A privacy architecture is structural. When inference runs on-device, user data cannot reach a server. Not because of a policy — because there is no network call in the inference path. The Neural Engine processes the data. The result surfaces in the app. Nothing leaves the device.
This has concrete implications:
- App Store privacy labels — the AI inference path adds no data collection to disclose
- Compliance — GDPR, HIPAA, and CCPA obligations do not apply to data that never transits a server
- Trust — users and enterprise customers can verify the privacy claim structurally, not contractually
For apps handling health data, financial data, personal communications, or any regulated category, on-device inference is not a differentiator — it is the minimum viable privacy posture.
When cloud AI is the wrong choice
Cloud AI is the wrong default for most iOS app features, not the wrong choice for all of them.

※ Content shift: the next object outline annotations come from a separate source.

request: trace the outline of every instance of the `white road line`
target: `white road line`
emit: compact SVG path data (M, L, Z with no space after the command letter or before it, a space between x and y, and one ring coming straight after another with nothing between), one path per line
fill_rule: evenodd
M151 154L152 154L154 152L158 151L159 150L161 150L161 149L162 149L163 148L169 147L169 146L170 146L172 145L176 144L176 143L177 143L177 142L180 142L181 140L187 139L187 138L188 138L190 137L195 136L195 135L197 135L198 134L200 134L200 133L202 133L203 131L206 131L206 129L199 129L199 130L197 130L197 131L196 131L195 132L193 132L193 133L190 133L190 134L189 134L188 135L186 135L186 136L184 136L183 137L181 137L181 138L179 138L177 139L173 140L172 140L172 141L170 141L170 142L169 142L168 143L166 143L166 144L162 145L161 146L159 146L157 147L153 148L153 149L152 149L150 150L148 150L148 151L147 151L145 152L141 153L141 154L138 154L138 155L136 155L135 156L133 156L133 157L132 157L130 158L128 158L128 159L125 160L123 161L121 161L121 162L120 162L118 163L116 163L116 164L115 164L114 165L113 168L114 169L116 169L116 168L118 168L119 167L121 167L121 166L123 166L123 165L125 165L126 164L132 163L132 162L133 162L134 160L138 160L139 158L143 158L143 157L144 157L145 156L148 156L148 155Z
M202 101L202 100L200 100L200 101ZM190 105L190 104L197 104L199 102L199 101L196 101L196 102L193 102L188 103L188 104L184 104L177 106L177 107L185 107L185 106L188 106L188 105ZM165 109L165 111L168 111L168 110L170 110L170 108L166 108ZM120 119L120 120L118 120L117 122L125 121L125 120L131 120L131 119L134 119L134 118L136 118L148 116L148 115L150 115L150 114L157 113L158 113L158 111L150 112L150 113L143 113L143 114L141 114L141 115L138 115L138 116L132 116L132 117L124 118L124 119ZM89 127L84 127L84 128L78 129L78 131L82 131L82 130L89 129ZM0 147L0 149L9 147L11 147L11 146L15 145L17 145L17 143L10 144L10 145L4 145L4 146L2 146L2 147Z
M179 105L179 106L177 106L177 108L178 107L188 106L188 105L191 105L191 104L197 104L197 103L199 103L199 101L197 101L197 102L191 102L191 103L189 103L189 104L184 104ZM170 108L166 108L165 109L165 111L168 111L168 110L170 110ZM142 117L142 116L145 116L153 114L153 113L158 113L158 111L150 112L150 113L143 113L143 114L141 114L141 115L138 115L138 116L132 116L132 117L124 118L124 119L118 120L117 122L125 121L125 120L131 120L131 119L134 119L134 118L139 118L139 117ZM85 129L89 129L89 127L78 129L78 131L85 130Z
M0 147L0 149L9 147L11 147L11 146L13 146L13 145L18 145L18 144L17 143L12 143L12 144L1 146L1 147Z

The cases where cloud AI makes sense:
- Tasks that require frontier model capability — complex multi-step reasoning, broad world knowledge retrieval, tasks outside on-device model capabilities
- Low-frequency batch tasks where latency and cost are not concerns and data is not sensitive
- Tasks that require external data that cannot exist on-device
The cases where cloud AI is structurally wrong:
- Real-time interaction — autocomplete, live classification, gesture interpretation
- Sensitive data — health metrics, financial records, personal communications
- Offline-first apps — the feature must work without connectivity
- Cost-sensitive scale — 10,000+ daily active users running multiple inference calls per session
Defaulting to cloud APIs because they are faster to prototype is a decision that creates latency debt, cost scaling problems, and privacy obligations that are expensive to undo.
Building production AI features on this stack
The integration sequence that produces reliable production results:
- Define the task precisely — what input, what output, what accuracy requirement
- Evaluate Apple Foundation Models first — if the task fits within structured generation, use it
- If custom Core ML is needed — select model, convert with
coremltools, quantize to Int8, validate accuracy - Isolate behind an actor — inference never touches the main thread
- Handle availability — check
SystemLanguageModel.default.availabilityfor Foundation Models; handle model load failures for Core ML - Design the fallback — what happens when inference is unavailable or slow?
- Test on physical hardware — Simulator numbers are not real numbers
- Audit the privacy surface — verify no data leaves the device through any path
The stack is production-ready. The patterns are established. The failure modes are known and avoidable.